Lo scritto che su questo foglio, compagno e complice dei miei ricordi, qui riporto, è stato intitolato “Il Secondo Appuntamento (25 Aprile 2005)”, ma ci potrebbero essere altri mille racconti da intitolare, perché da allora ogni giorno vissuto con Francesco per me è una foto indelebile nella memoria, è un gioiello nell’anima, un regalo prezioso, un bagaglio, un bagaglio pesante che contiene tutte le emozioni umane e le esperienze di gioia e di dolore che la vita ci riserva, ma tra tutte, uno è il sentimento che le lega e le fa sopravvivere….. un immenso amore!
Bellissimo e sognante Elisa.
Ciao.
Sandra
un fiore….. un bel fiore sconosciuto.
Grazie di aver condiviso le emozioni di un giorno di certo tra i più belli della tua vita. Come hai scritto non una normale cronaca ma un flusso di sensazioni.
Quando gli adulti non sono più grandi, non sono smaliziati, non sono esperti di tutto e abituati a tutto allora sono abbastanza maturi da vivere davvero la vita, come facciamo solo da bambini.
Un abbraccio.
cara Elisa,
che bel racconto!
carico di emozione, di umanità, di pudore.

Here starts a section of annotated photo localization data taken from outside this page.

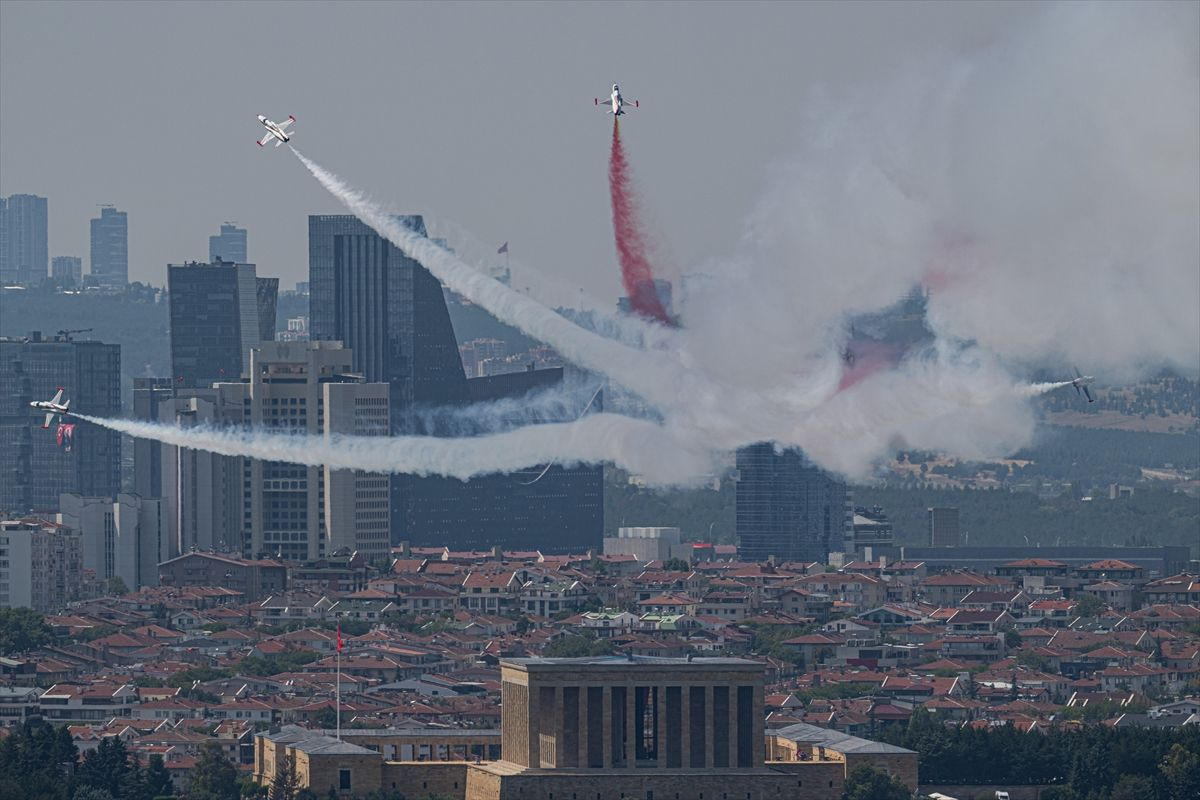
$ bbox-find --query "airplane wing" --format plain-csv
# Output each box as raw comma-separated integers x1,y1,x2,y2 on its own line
1074,384,1082,396
51,388,63,405
278,116,295,131
1083,386,1094,403
274,138,284,147
42,412,53,429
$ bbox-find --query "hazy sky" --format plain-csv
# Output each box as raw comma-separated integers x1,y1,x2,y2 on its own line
0,0,1033,303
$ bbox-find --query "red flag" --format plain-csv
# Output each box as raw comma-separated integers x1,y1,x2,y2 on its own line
336,622,343,652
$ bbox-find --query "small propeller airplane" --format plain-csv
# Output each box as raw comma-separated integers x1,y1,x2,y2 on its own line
595,84,638,116
31,388,70,429
1071,367,1095,403
257,114,295,147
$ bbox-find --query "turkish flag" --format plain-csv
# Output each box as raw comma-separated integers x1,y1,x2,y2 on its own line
337,622,343,652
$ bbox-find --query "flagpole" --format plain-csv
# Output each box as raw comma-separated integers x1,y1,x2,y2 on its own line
336,622,342,741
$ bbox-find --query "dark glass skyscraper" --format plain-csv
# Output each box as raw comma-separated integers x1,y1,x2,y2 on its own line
0,331,120,512
167,260,277,388
90,206,128,286
209,223,248,263
735,443,849,564
0,194,48,286
309,215,603,551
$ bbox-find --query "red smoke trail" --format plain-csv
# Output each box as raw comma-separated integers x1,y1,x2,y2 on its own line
608,119,672,325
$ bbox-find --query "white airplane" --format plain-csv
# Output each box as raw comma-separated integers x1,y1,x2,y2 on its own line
594,84,638,116
1071,367,1096,403
257,114,295,147
31,388,70,429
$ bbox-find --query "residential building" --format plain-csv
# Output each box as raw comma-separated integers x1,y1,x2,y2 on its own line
603,526,694,564
209,222,247,263
736,444,850,565
0,194,48,286
157,551,286,601
51,256,82,288
847,506,894,555
0,519,83,611
0,331,120,513
58,492,166,591
89,206,128,286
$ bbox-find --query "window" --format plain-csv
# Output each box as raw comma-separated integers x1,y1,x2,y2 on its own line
339,769,351,791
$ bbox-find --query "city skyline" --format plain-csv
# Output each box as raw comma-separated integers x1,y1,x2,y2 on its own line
0,1,1036,304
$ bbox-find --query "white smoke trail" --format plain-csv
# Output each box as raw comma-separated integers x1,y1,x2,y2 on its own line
72,413,717,486
253,2,1194,488
290,146,688,408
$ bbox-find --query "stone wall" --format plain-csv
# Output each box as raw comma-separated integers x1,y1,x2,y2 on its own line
380,762,470,798
465,764,847,800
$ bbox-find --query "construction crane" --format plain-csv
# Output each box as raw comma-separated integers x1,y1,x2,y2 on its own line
56,328,93,341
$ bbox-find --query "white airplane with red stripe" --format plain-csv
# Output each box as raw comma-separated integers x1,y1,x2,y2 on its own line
257,114,295,147
594,84,638,116
31,388,70,429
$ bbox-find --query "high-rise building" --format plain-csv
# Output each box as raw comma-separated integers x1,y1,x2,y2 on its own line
0,519,83,611
928,506,960,547
397,367,604,552
157,388,244,556
132,377,174,499
735,443,849,565
90,206,128,286
209,222,247,263
217,341,390,562
51,256,82,288
0,331,120,513
308,215,603,551
0,194,49,286
167,260,278,388
58,492,165,591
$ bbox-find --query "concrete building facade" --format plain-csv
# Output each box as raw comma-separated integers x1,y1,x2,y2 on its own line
90,206,128,286
0,519,83,611
51,256,82,288
0,332,120,514
0,194,48,286
167,259,277,389
603,527,693,565
736,444,850,565
209,223,248,263
928,507,960,547
58,492,166,591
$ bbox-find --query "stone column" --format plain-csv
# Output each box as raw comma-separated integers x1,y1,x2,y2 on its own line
680,683,691,769
578,685,589,768
625,683,638,768
728,684,739,768
752,683,766,767
704,684,715,768
602,686,613,768
554,685,566,768
656,685,669,768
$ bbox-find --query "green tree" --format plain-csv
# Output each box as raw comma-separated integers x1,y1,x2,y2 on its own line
1159,742,1200,800
1074,593,1106,617
72,789,114,800
143,754,173,800
183,742,238,800
840,765,910,800
107,576,129,596
0,607,53,653
1109,773,1159,800
542,634,614,658
662,558,691,572
269,752,299,800
76,737,131,799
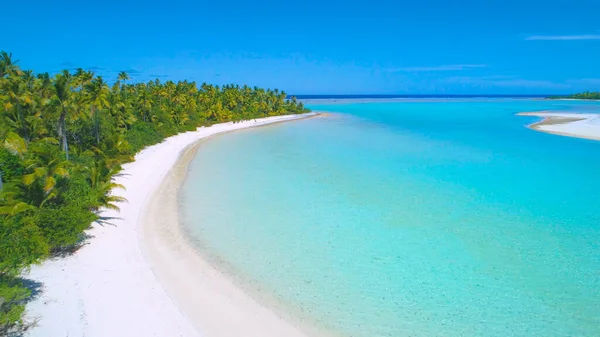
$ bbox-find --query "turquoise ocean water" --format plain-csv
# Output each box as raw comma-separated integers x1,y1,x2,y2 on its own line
180,99,600,337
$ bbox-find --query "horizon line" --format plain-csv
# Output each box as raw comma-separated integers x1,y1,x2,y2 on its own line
291,93,568,97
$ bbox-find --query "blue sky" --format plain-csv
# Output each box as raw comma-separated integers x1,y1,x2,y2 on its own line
3,0,600,94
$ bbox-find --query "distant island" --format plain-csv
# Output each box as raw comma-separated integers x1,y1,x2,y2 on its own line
0,51,308,334
549,91,600,100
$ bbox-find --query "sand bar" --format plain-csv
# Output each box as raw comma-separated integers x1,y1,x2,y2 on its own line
25,113,318,337
517,111,600,141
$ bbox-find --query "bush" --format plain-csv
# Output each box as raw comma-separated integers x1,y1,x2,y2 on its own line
34,205,97,253
54,173,99,210
0,148,24,184
124,122,164,153
0,276,31,335
0,216,48,276
0,215,47,334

hai saputo fermare il preludio e l’ origine di un avvenimento grande per te e per la tua vita.
brava
ciao.
anna
Grazie per avermi mostrato la tua piú bella foto, come si dice in questi casi? Sei venuta proprio bene!
Ciao
Tilly
Grazie a tutte!
Elisa
Ke bello questo racconto… molto interessante!!! 6 molto brava!!!